Cette description très simplifiée, de ce qui était en fait une vision quasi mystique du rôle de l’interprète, permet de comprendre pourquoi la possibilité de reproduction illimitée d’un événement unique, et encore plus celle d’enregistrement avec une dégradation inévitable du son entre le concert original et le disque, sont des notions aux antipodes de la vision musicale de Celibidache. Ses interviews montrent comment il assimilait rationalité – des études poussées de mathématiques, de physique, d’acoustique et d’harmonie – et subjectivité.
Mais la vision de Celibidache ne serait qu’anecdote, si elle ne s’accompagnait pas d’une sublime capacité d’interprétation musicale.
Le compositeur pour lequel Celibidache est reconnu comme incontournable est Anton Bruckner. Ce compositeur autrichien laisse à sa mort uniquement une dizaine de symphonies – seules neuf sont officiel-lement numérotées, comme chez Beethoven, Schubert, Dvořák, Mahler –, un Te Deum et trois Messes. Ses symphonies, toutes sur la même structure héritée de Beethoven, développent une orchestration wagnérienne assez impressionnante.
Des œuvres monumentales, clairement adaptées au « système » Celibidache. Tous les enregistrements publics de Celibidache des symphonies de Bruckner sont marqués par des tempos très amples et une tension très forte. Les tempos extrêmement larges de Celibidache donnent à entendre une foule de détails qui échappent à l’oreille dans d’autres versions plus classiques (Jochum, Böhm, Karajan). Il y a une musicalité, une profondeur d’expression et une puissance pure et simple dans cette performance qui est vraiment stupéfiante et nous sommes submergés par une spiritualité qui éclaire et ennoblit. Il s’agit d’une véritable intelligence musicale, signe du génie.
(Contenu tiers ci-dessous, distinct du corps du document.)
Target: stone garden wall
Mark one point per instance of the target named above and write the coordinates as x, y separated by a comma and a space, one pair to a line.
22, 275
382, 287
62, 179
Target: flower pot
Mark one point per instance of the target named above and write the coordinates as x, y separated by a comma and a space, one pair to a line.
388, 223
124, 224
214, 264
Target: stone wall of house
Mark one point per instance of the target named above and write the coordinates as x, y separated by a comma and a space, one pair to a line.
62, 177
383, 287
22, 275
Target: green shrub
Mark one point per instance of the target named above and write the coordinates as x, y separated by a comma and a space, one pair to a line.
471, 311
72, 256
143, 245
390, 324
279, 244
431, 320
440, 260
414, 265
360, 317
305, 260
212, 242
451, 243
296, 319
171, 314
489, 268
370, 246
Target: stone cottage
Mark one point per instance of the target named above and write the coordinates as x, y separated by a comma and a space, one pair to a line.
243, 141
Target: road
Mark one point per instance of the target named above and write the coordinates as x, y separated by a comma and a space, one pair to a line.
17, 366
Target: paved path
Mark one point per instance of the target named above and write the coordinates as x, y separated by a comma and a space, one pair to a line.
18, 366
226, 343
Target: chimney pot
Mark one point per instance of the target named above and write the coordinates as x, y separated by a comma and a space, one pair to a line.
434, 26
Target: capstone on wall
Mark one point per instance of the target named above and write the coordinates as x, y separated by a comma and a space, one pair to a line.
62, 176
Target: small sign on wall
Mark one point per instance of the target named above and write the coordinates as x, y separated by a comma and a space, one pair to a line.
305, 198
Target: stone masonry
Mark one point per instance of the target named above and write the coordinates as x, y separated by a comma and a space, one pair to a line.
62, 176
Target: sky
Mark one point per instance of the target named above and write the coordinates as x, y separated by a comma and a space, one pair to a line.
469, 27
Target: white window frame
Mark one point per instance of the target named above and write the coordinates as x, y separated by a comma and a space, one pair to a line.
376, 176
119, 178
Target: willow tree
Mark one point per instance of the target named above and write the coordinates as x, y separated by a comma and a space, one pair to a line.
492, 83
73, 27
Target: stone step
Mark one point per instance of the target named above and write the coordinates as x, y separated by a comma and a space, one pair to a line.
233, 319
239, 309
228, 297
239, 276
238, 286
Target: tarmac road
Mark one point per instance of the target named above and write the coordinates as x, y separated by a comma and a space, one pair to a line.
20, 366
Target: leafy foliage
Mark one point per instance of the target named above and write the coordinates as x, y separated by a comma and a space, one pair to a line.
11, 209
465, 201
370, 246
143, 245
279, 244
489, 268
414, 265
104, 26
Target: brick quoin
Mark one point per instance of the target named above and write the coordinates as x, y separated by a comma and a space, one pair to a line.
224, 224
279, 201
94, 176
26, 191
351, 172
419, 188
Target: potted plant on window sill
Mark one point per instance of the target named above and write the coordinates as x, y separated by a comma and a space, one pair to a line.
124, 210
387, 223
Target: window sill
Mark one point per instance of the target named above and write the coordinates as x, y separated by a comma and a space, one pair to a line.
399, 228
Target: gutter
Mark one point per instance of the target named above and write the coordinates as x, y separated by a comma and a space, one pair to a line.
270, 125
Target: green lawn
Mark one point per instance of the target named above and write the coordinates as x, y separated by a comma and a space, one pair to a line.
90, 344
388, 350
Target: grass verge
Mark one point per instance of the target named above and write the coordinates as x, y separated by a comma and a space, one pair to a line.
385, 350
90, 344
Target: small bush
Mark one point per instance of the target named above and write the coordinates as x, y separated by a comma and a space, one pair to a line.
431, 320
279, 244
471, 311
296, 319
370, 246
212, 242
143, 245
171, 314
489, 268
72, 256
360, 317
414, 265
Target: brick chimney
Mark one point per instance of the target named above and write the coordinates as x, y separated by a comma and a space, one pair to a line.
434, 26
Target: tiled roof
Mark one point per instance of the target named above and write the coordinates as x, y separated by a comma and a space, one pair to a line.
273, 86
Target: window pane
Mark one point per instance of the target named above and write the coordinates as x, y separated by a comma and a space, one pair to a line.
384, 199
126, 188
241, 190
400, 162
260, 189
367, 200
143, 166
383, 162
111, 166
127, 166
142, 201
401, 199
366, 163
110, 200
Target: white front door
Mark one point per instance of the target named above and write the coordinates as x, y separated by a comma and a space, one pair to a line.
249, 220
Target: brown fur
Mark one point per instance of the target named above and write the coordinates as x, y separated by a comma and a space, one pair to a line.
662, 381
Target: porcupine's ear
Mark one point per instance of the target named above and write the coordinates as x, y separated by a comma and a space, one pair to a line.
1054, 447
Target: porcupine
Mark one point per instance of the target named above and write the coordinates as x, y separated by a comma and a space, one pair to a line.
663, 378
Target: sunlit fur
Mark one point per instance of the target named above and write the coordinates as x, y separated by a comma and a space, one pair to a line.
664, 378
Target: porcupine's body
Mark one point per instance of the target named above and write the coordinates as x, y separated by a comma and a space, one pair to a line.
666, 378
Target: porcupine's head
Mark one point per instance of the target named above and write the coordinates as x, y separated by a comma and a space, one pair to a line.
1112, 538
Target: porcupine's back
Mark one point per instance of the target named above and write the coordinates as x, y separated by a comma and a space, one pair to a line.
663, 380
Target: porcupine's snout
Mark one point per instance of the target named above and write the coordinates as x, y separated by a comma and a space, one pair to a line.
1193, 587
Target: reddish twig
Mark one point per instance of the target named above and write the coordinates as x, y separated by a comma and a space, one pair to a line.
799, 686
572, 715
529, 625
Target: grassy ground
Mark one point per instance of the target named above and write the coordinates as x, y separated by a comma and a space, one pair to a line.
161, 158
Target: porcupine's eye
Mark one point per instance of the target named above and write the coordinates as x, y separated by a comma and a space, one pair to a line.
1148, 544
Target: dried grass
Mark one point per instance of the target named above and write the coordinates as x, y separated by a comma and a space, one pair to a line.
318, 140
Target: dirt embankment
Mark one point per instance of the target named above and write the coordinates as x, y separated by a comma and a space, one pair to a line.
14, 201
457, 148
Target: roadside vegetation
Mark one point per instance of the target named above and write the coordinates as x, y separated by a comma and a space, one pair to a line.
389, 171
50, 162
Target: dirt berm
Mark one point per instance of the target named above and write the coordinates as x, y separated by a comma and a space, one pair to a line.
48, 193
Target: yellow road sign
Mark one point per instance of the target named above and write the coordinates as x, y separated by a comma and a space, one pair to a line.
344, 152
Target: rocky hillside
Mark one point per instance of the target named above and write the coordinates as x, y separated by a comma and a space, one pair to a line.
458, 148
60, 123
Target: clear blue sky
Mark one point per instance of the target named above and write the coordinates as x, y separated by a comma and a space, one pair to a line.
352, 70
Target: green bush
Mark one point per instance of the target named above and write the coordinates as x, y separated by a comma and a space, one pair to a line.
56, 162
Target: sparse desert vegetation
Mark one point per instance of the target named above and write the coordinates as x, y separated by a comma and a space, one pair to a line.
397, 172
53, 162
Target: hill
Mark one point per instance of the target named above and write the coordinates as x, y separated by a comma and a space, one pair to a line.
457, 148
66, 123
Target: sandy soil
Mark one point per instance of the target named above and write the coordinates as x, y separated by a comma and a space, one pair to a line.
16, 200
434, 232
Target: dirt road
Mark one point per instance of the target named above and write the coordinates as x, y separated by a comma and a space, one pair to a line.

En particulier, Celibidache et son dernier orchestre, le Philharmonique de Munich, sont en feu dans ces enregistrements de Bruckner. Et, si les tempos sont lents (par exemple 82 minutes pour la Quatrième Symphonie, contre 68 minutes pour la version de référence de Karl Böhm à Vienne), les symphonies rayonnent avec une intensité éclatante.
Nous avons ici le maestro roumain en forme, même s’il se déplace difficilement et dirige assis. Il était au moment des enregistrements en poste à Munich depuis environ quatre ans et il avait déjà modelé l’orchestre à son goût – il les félicite d’ailleurs discrètement à la fin de la Quatrième Symphonie. Nous sommes confrontés à des versions profondes, dans le style mystique et transcendant auquel nous a habitués le maestro. Sa lenteur caractéristique semble toujours naturelle, car Celibidache est unique dans l’utilisation du temps. Ses équilibres dans l’exposition horizontale et verticale de la musique, établissant une logique expressive unique entre la régulation dynamique du son et le tempo utilisé, semblent magiques.
Vous l’avez compris, des interprétations méditatives, majestueuses, infinies, qui ne lâchent pas le spectateur, et une tension qui ne tombe jamais sous la direction miraculeuse de Celibidache.
L’orchestre est superbe, avec notamment un cor solo fantastique. Des DVD fantastiques.